31 maio, 2021

O Reencontro

 Nunca tinham se falado pessoalmente, mas se reconheciam há vários meses, por olhares e gestos.

As janelas, uma em frente à outra, separadas pela pequena praça sem árvores, davam ampla visão de seus espaços.

Conheciam todas as rotinas, horários e gostos um do outro.

Ela tomava café em uma vistosa caneca amarela, todas as manhãs, e lhe acenava desejando bom dia. Mais tarde, ele a via colocar o mesmo cachecol, e sair apressada para o trabalho.
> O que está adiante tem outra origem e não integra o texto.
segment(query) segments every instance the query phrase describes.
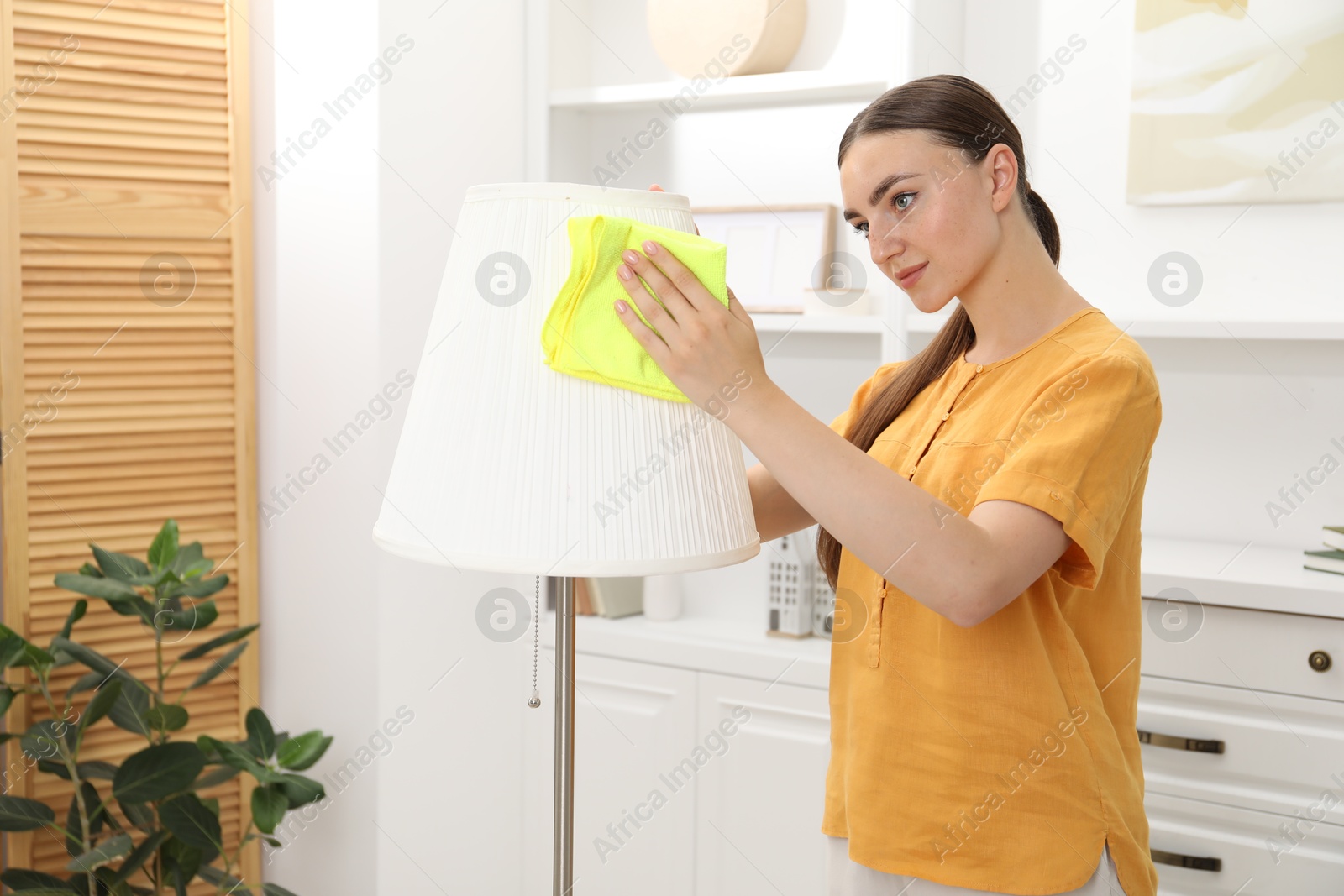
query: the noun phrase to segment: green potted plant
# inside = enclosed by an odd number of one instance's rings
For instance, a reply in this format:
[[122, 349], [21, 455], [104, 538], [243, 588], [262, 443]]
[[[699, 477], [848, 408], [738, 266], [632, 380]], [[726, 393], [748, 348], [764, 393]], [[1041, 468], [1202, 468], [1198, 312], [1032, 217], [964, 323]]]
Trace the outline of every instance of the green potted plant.
[[[243, 740], [231, 743], [208, 735], [181, 739], [176, 732], [191, 719], [185, 699], [238, 660], [257, 626], [226, 631], [169, 661], [165, 646], [215, 622], [219, 613], [210, 595], [223, 588], [228, 576], [207, 575], [214, 562], [202, 556], [200, 541], [179, 545], [175, 520], [164, 523], [145, 560], [97, 544], [89, 547], [94, 563], [85, 563], [78, 572], [56, 574], [55, 583], [106, 600], [116, 613], [138, 617], [155, 639], [156, 681], [146, 684], [73, 639], [74, 625], [87, 609], [83, 598], [75, 600], [60, 633], [46, 647], [0, 625], [0, 669], [27, 668], [36, 680], [0, 682], [0, 712], [16, 695], [26, 693], [43, 700], [51, 713], [23, 733], [0, 735], [0, 742], [17, 737], [24, 756], [39, 771], [59, 775], [74, 787], [65, 823], [43, 802], [0, 795], [0, 830], [47, 829], [65, 840], [70, 853], [67, 877], [9, 868], [0, 872], [0, 883], [26, 896], [183, 896], [187, 885], [200, 879], [218, 893], [231, 896], [293, 896], [277, 884], [239, 880], [235, 869], [249, 841], [261, 838], [280, 846], [273, 834], [285, 813], [325, 797], [321, 783], [298, 772], [321, 758], [332, 737], [317, 729], [293, 737], [277, 732], [266, 713], [253, 708]], [[168, 693], [173, 669], [202, 657], [212, 657], [210, 665], [180, 693]], [[89, 672], [58, 699], [51, 688], [52, 672], [70, 664]], [[87, 690], [94, 693], [82, 709], [75, 709], [75, 695]], [[85, 733], [105, 719], [144, 736], [145, 748], [120, 766], [81, 760]], [[251, 775], [257, 786], [251, 791], [251, 818], [230, 853], [220, 832], [219, 801], [202, 799], [198, 793], [239, 772]], [[125, 823], [113, 814], [113, 805]], [[137, 873], [151, 887], [132, 884]]]

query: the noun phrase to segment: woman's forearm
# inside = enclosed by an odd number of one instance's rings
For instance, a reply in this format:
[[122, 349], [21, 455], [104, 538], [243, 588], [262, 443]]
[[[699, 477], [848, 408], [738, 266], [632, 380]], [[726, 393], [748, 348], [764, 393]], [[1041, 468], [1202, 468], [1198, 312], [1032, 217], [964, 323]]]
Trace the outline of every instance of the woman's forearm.
[[[739, 408], [746, 412], [726, 422], [802, 513], [930, 610], [950, 619], [977, 613], [995, 575], [984, 528], [860, 451], [773, 383], [750, 398]], [[770, 527], [784, 520], [777, 513], [758, 517]]]

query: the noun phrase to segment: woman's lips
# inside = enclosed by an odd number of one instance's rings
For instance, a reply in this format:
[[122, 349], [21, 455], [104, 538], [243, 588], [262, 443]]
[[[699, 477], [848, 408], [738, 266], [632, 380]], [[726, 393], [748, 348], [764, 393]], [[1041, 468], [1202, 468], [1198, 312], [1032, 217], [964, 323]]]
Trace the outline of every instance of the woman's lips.
[[915, 267], [914, 270], [911, 270], [905, 277], [899, 278], [896, 281], [896, 283], [900, 286], [900, 289], [910, 289], [911, 286], [914, 286], [919, 281], [921, 277], [923, 277], [923, 270], [927, 266], [929, 266], [929, 262], [925, 262], [919, 267]]

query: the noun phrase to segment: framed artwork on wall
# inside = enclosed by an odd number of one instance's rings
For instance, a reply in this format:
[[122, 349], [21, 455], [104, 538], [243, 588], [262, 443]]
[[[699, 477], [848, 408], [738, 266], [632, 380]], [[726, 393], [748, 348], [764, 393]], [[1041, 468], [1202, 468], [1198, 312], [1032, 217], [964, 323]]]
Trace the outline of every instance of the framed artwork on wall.
[[801, 314], [823, 286], [835, 251], [836, 207], [716, 206], [692, 208], [700, 235], [728, 247], [727, 282], [749, 312]]

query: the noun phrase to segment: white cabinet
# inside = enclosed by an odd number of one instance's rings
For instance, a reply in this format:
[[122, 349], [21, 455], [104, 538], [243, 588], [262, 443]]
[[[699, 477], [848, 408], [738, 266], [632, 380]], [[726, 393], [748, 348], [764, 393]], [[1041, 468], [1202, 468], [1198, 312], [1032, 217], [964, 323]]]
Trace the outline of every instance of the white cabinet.
[[[581, 618], [578, 643], [610, 622]], [[769, 677], [577, 652], [575, 896], [824, 891], [827, 690], [775, 681], [796, 661], [761, 653], [750, 669]], [[524, 732], [527, 893], [551, 892], [554, 662], [543, 646]]]
[[[689, 896], [695, 787], [676, 770], [696, 743], [695, 674], [646, 662], [575, 657], [574, 893]], [[555, 650], [538, 668], [542, 707], [527, 711], [524, 892], [550, 893]]]
[[696, 896], [825, 892], [827, 692], [708, 672], [699, 731], [747, 721], [696, 779]]
[[1160, 896], [1344, 893], [1344, 619], [1150, 598], [1144, 610]]

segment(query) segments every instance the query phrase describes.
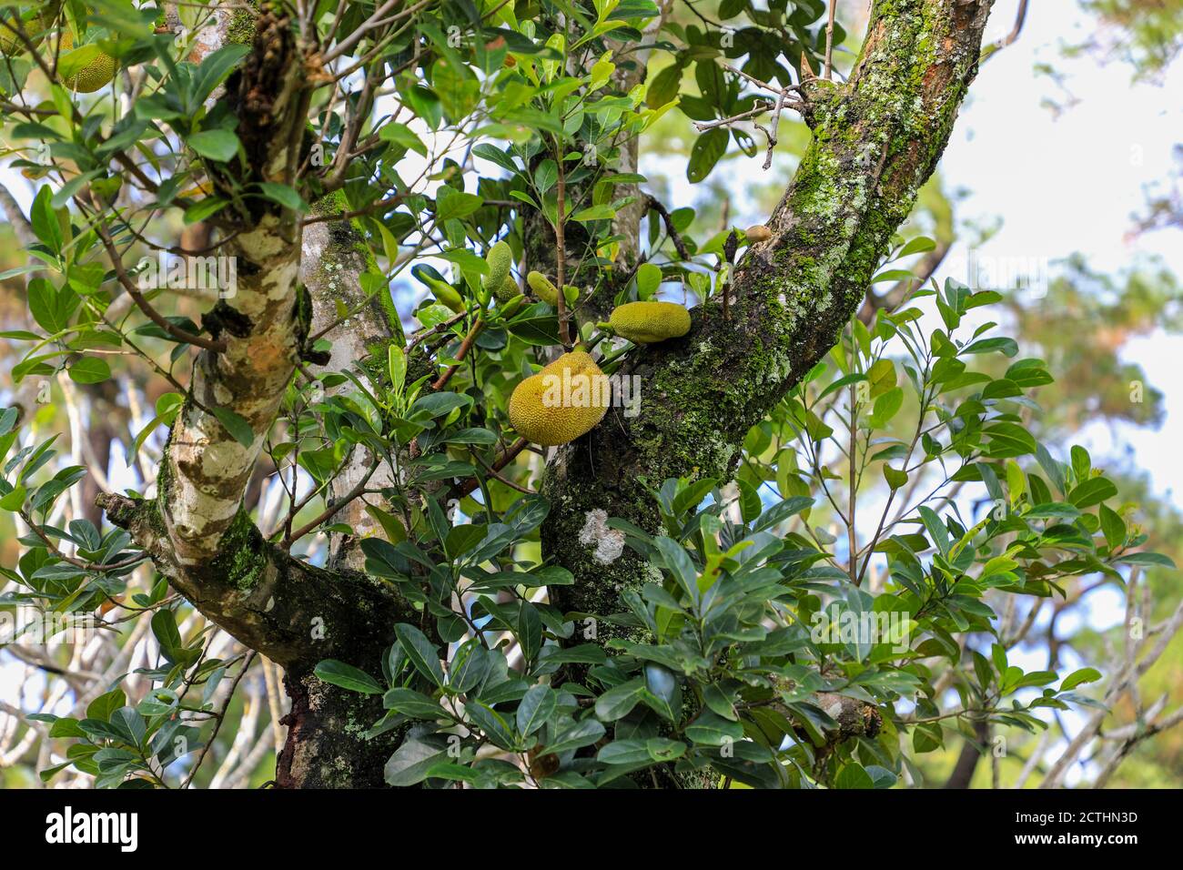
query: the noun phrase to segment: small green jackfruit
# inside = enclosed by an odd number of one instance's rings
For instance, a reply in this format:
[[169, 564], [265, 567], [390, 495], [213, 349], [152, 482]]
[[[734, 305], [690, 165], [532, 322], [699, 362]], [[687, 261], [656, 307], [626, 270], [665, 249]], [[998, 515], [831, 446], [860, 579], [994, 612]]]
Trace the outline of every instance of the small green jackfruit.
[[[66, 52], [73, 47], [73, 37], [70, 36], [70, 31], [65, 30], [62, 32], [62, 58], [66, 59], [69, 56]], [[78, 49], [78, 51], [83, 51]], [[104, 52], [98, 52], [95, 59], [89, 64], [83, 66], [76, 73], [66, 79], [63, 79], [63, 84], [70, 90], [78, 91], [78, 94], [93, 94], [111, 83], [115, 78], [115, 70], [118, 63], [114, 57]]]
[[[489, 273], [485, 275], [485, 289], [497, 298], [500, 298], [500, 294], [504, 292], [505, 279], [510, 277], [510, 266], [513, 265], [513, 250], [509, 246], [509, 243], [498, 241], [490, 247], [489, 253], [485, 254], [485, 265], [489, 266]], [[517, 290], [513, 292], [516, 294]]]
[[502, 305], [502, 317], [505, 317], [506, 320], [509, 320], [510, 317], [512, 317], [513, 315], [516, 315], [518, 312], [518, 309], [522, 308], [522, 303], [523, 302], [525, 302], [525, 296], [523, 294], [518, 294], [512, 299], [510, 299], [509, 302], [506, 302], [505, 304], [503, 304]]
[[608, 320], [616, 335], [636, 344], [653, 344], [690, 331], [690, 311], [677, 302], [629, 302]]
[[534, 295], [548, 305], [558, 307], [558, 288], [550, 283], [550, 279], [542, 272], [530, 272], [525, 276], [525, 283], [534, 290]]
[[550, 447], [595, 428], [610, 401], [607, 375], [590, 354], [573, 350], [513, 388], [510, 423], [526, 440]]
[[432, 289], [432, 296], [441, 305], [445, 305], [457, 314], [464, 310], [464, 297], [457, 292], [455, 288], [451, 284], [446, 284], [442, 281], [429, 281], [428, 286]]

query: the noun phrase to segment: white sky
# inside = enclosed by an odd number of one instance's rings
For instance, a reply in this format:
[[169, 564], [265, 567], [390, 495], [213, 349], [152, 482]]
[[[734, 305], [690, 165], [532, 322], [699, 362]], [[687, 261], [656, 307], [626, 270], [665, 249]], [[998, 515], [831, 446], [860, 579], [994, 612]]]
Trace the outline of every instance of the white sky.
[[[1016, 2], [996, 4], [995, 36], [1010, 28]], [[1039, 0], [1030, 7], [1020, 40], [983, 66], [942, 162], [948, 189], [969, 191], [958, 219], [1002, 220], [1001, 230], [980, 250], [983, 257], [1055, 260], [1082, 252], [1094, 269], [1117, 271], [1138, 254], [1159, 254], [1183, 275], [1178, 231], [1127, 238], [1131, 214], [1143, 207], [1146, 186], [1166, 178], [1171, 148], [1183, 141], [1183, 63], [1162, 85], [1131, 84], [1131, 71], [1120, 63], [1100, 65], [1092, 56], [1067, 60], [1061, 54], [1061, 43], [1082, 41], [1094, 27], [1075, 0]], [[1066, 73], [1065, 84], [1080, 102], [1059, 116], [1043, 105], [1045, 98], [1064, 103], [1067, 95], [1052, 79], [1033, 75], [1037, 63]], [[732, 189], [739, 189], [761, 178], [761, 163], [762, 157], [728, 161], [717, 173], [728, 173], [736, 182]], [[703, 189], [685, 181], [681, 167], [672, 169], [664, 160], [642, 155], [641, 172], [651, 179], [668, 176], [671, 206], [692, 204]], [[0, 179], [27, 207], [24, 179], [11, 172], [0, 173]], [[742, 202], [733, 206], [741, 210], [737, 225], [767, 217], [742, 213]], [[963, 277], [956, 271], [958, 256], [963, 259], [964, 251], [955, 250], [944, 275]], [[1175, 379], [1183, 336], [1158, 333], [1132, 342], [1126, 355], [1164, 393], [1163, 426], [1098, 426], [1082, 440], [1100, 457], [1132, 447], [1134, 464], [1153, 469], [1156, 491], [1170, 494], [1179, 504], [1183, 384]], [[1091, 621], [1110, 624], [1117, 604], [1116, 595], [1097, 600]], [[1028, 669], [1045, 664], [1042, 655], [1016, 663]], [[8, 697], [9, 688], [4, 688]]]

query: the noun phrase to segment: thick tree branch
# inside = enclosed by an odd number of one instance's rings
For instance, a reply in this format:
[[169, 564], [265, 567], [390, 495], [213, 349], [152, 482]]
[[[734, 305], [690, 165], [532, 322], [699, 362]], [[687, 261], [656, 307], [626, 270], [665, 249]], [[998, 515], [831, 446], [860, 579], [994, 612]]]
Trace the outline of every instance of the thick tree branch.
[[628, 552], [599, 561], [609, 548], [593, 511], [655, 529], [646, 485], [730, 479], [748, 430], [834, 344], [949, 141], [990, 6], [878, 0], [849, 80], [804, 83], [814, 141], [765, 221], [771, 238], [737, 268], [730, 318], [711, 302], [684, 339], [633, 352], [621, 374], [641, 378], [641, 413], [613, 408], [548, 466], [543, 549], [576, 576], [554, 592], [560, 606], [606, 616], [645, 579]]

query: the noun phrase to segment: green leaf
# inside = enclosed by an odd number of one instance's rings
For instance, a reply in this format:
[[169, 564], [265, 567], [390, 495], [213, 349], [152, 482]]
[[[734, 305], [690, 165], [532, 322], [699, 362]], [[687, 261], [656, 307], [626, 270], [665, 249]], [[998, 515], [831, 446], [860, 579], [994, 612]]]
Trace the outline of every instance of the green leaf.
[[759, 492], [746, 481], [737, 481], [739, 486], [739, 514], [745, 523], [750, 523], [752, 520], [759, 516], [759, 513], [764, 509], [763, 503], [759, 501]]
[[595, 702], [595, 715], [606, 722], [612, 722], [636, 707], [645, 694], [645, 681], [641, 677], [609, 689]]
[[1125, 521], [1118, 516], [1117, 511], [1103, 504], [1098, 514], [1101, 521], [1101, 531], [1105, 534], [1105, 543], [1110, 546], [1110, 549], [1116, 549], [1125, 543]]
[[211, 408], [211, 411], [235, 442], [244, 447], [250, 447], [254, 443], [254, 431], [251, 428], [250, 423], [230, 408]]
[[698, 718], [686, 726], [686, 736], [704, 746], [725, 746], [743, 740], [743, 726], [711, 710], [703, 710]]
[[111, 367], [97, 356], [84, 356], [67, 369], [76, 384], [102, 384], [111, 376]]
[[729, 138], [726, 128], [715, 127], [694, 140], [686, 163], [686, 180], [690, 183], [697, 185], [711, 174], [719, 157], [726, 154]]
[[1113, 485], [1112, 481], [1104, 477], [1093, 477], [1074, 486], [1072, 491], [1068, 492], [1068, 501], [1078, 508], [1091, 508], [1094, 504], [1100, 504], [1106, 498], [1112, 498], [1116, 495], [1117, 486]]
[[386, 350], [386, 367], [390, 373], [390, 389], [402, 395], [407, 381], [407, 354], [401, 347], [390, 344]]
[[584, 718], [548, 743], [547, 752], [557, 755], [568, 749], [582, 749], [599, 741], [605, 733], [605, 727], [597, 720]]
[[1081, 668], [1079, 671], [1073, 671], [1064, 678], [1064, 682], [1060, 683], [1060, 691], [1075, 689], [1081, 683], [1095, 683], [1100, 678], [1101, 672], [1095, 668]]
[[558, 707], [558, 697], [554, 689], [549, 685], [531, 685], [518, 703], [518, 734], [526, 737], [542, 728], [556, 707]]
[[838, 772], [834, 778], [835, 788], [874, 788], [875, 784], [871, 779], [871, 774], [866, 772], [856, 761], [849, 761], [842, 766], [842, 769]]
[[290, 208], [293, 212], [308, 211], [308, 202], [300, 199], [300, 195], [287, 185], [277, 185], [274, 181], [260, 181], [259, 189], [263, 191], [264, 196], [272, 202], [278, 202], [284, 208]]
[[53, 191], [49, 185], [41, 185], [30, 210], [30, 223], [38, 240], [54, 253], [62, 252], [62, 223], [53, 210]]
[[187, 140], [189, 148], [202, 157], [225, 163], [238, 154], [238, 136], [231, 130], [202, 130]]
[[447, 755], [444, 742], [435, 736], [412, 730], [402, 746], [386, 762], [382, 776], [388, 786], [406, 788], [427, 779], [427, 772]]
[[381, 695], [382, 687], [366, 671], [354, 668], [351, 664], [338, 662], [335, 658], [327, 658], [317, 663], [312, 671], [317, 679], [332, 685], [340, 685], [349, 691], [357, 691], [363, 695]]
[[379, 138], [383, 142], [394, 142], [397, 146], [402, 146], [407, 150], [414, 152], [422, 156], [427, 156], [427, 146], [424, 144], [422, 140], [415, 135], [406, 124], [400, 124], [396, 121], [388, 121], [382, 125], [379, 131]]
[[399, 638], [399, 644], [406, 651], [407, 658], [411, 659], [415, 670], [435, 685], [444, 685], [444, 669], [440, 666], [439, 652], [427, 639], [427, 636], [408, 623], [399, 623], [394, 626], [394, 634]]
[[18, 483], [8, 495], [0, 498], [0, 508], [12, 511], [20, 510], [25, 505], [26, 495], [28, 495], [28, 490], [25, 489], [25, 484]]

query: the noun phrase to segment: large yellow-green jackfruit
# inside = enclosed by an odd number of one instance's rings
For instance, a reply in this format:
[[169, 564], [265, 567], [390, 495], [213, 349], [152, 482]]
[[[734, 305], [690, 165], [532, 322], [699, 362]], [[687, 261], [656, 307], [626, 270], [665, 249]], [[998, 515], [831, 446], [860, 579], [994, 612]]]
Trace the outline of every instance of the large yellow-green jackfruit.
[[653, 344], [690, 331], [690, 311], [677, 302], [628, 302], [613, 309], [613, 330], [636, 344]]
[[608, 376], [590, 354], [573, 350], [517, 385], [510, 423], [526, 440], [550, 447], [590, 432], [610, 402]]
[[[71, 49], [73, 49], [73, 37], [70, 36], [69, 30], [64, 30], [62, 32], [62, 59], [59, 63], [66, 60], [69, 57], [66, 52]], [[78, 51], [84, 50], [85, 49], [78, 49]], [[93, 60], [69, 78], [63, 79], [62, 84], [70, 90], [78, 91], [79, 94], [93, 94], [111, 83], [111, 79], [115, 78], [115, 70], [117, 66], [118, 63], [114, 57], [101, 51], [95, 56]]]

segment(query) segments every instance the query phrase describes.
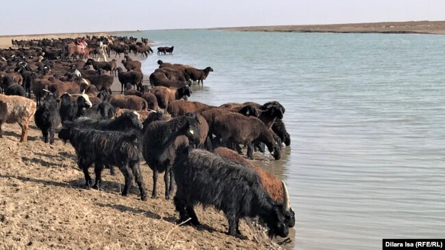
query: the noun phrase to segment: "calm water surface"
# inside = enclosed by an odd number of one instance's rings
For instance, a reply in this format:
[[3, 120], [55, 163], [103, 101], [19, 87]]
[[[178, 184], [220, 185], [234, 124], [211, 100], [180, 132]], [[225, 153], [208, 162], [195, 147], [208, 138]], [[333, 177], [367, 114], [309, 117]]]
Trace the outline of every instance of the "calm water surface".
[[[131, 34], [128, 34], [131, 36]], [[257, 154], [288, 184], [295, 249], [375, 249], [445, 234], [445, 36], [155, 31], [133, 34], [212, 66], [191, 100], [277, 100], [292, 145]]]

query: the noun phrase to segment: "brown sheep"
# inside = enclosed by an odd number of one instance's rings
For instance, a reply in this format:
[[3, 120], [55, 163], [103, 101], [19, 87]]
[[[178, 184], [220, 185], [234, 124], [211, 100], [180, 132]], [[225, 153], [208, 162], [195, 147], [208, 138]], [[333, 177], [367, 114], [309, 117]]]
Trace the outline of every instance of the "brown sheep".
[[163, 67], [155, 70], [155, 72], [164, 74], [170, 80], [188, 81], [190, 77], [185, 70], [176, 67]]
[[205, 118], [199, 113], [187, 113], [186, 116], [196, 117], [198, 120], [198, 128], [199, 128], [199, 138], [196, 141], [195, 145], [197, 148], [203, 148], [205, 145], [205, 140], [207, 139], [207, 134], [209, 133], [209, 125], [205, 121]]
[[[120, 116], [120, 115], [122, 115], [123, 113], [127, 111], [133, 111], [127, 109], [118, 109], [116, 111], [115, 117], [118, 117], [119, 116]], [[151, 113], [156, 112], [156, 111], [153, 110], [149, 110], [149, 111], [141, 110], [136, 112], [137, 112], [139, 114], [139, 120], [140, 121], [140, 122], [142, 122], [149, 117], [149, 115], [150, 115]]]
[[[0, 109], [0, 113], [0, 113], [0, 138], [2, 137], [1, 126], [3, 122], [10, 124], [17, 122], [22, 128], [22, 136], [20, 138], [20, 141], [27, 141], [29, 121], [34, 115], [37, 107], [36, 102], [25, 97], [5, 96], [1, 94], [0, 102], [4, 103]], [[5, 104], [6, 109], [5, 109]], [[5, 117], [6, 117], [5, 120]]]
[[227, 160], [242, 164], [257, 172], [262, 185], [269, 195], [278, 204], [283, 205], [284, 209], [288, 210], [292, 214], [290, 221], [288, 221], [289, 227], [292, 227], [294, 225], [295, 212], [290, 207], [290, 199], [288, 189], [282, 180], [270, 171], [256, 166], [253, 161], [244, 158], [233, 150], [219, 147], [216, 148], [214, 152]]
[[142, 96], [141, 97], [147, 100], [149, 109], [157, 110], [157, 99], [156, 98], [156, 96], [155, 96], [154, 94], [145, 92], [142, 94]]
[[142, 97], [142, 93], [136, 90], [136, 89], [127, 89], [124, 92], [125, 96], [136, 96], [139, 97]]
[[167, 112], [175, 117], [184, 115], [187, 113], [194, 113], [201, 109], [208, 109], [210, 106], [199, 102], [189, 102], [183, 100], [177, 100], [170, 102], [167, 108]]
[[136, 96], [124, 96], [123, 94], [110, 95], [108, 102], [114, 107], [119, 109], [128, 109], [137, 111], [141, 110], [147, 111], [148, 109], [147, 101]]
[[158, 86], [153, 89], [153, 94], [156, 96], [159, 107], [164, 109], [164, 113], [166, 113], [168, 104], [170, 102], [179, 100], [182, 98], [186, 99], [188, 96], [190, 96], [192, 94], [192, 90], [188, 86], [184, 86], [177, 89]]
[[181, 87], [190, 86], [190, 83], [186, 81], [170, 80], [164, 73], [155, 72], [149, 77], [151, 86], [164, 86], [167, 87]]
[[48, 87], [48, 90], [59, 99], [64, 93], [71, 94], [80, 93], [80, 85], [75, 82], [62, 82], [55, 80], [53, 83]]
[[228, 142], [246, 144], [249, 158], [253, 157], [253, 141], [264, 143], [276, 160], [281, 158], [281, 148], [275, 142], [275, 133], [257, 117], [236, 113], [222, 115], [215, 118], [211, 130], [217, 138], [222, 139], [222, 145]]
Então ele se sentava em frente à escrivaninha, e escrevia durante horas. Pouco antes do fim da tarde vigiava o movimento pela praça: a velha senhora com o cachorro, a mãe com o carrinho de bebê, os estudantes que retornavam da escola. Sabia que ela não demoraria a chegar.

E quando já era noite, ele se sentava para admirar a inquieta vizinha.

Acompanhava divertido a aula de ginástica em frente à TV, o retornar do banho enxugando os cabelos, e o sorriso encantado - como gostava daquele sorriso - quando se via observada.

Ambos se serviam de taças de vinho tinto e desfrutavam da companhia um do outro, à distância. Ela mostrou o livro de cabeceira, e ele o maço de folhas escritas para seu próximo livro.

Ela queimou o assado, ele riu da fumaça que invadiu a sala.

Ele tropeçou no sofá, mas foi ela que soltou um grito de dor.

Durante muito tempo colecionaram cumplicidades assim, sem se atreverem a dar o primeiro passo em direção ao outro.

Mas o verão chegou, com um convite para que o casal se sentasse naquele banco da praça, de mãos dadas. Tinham muito o que conversar.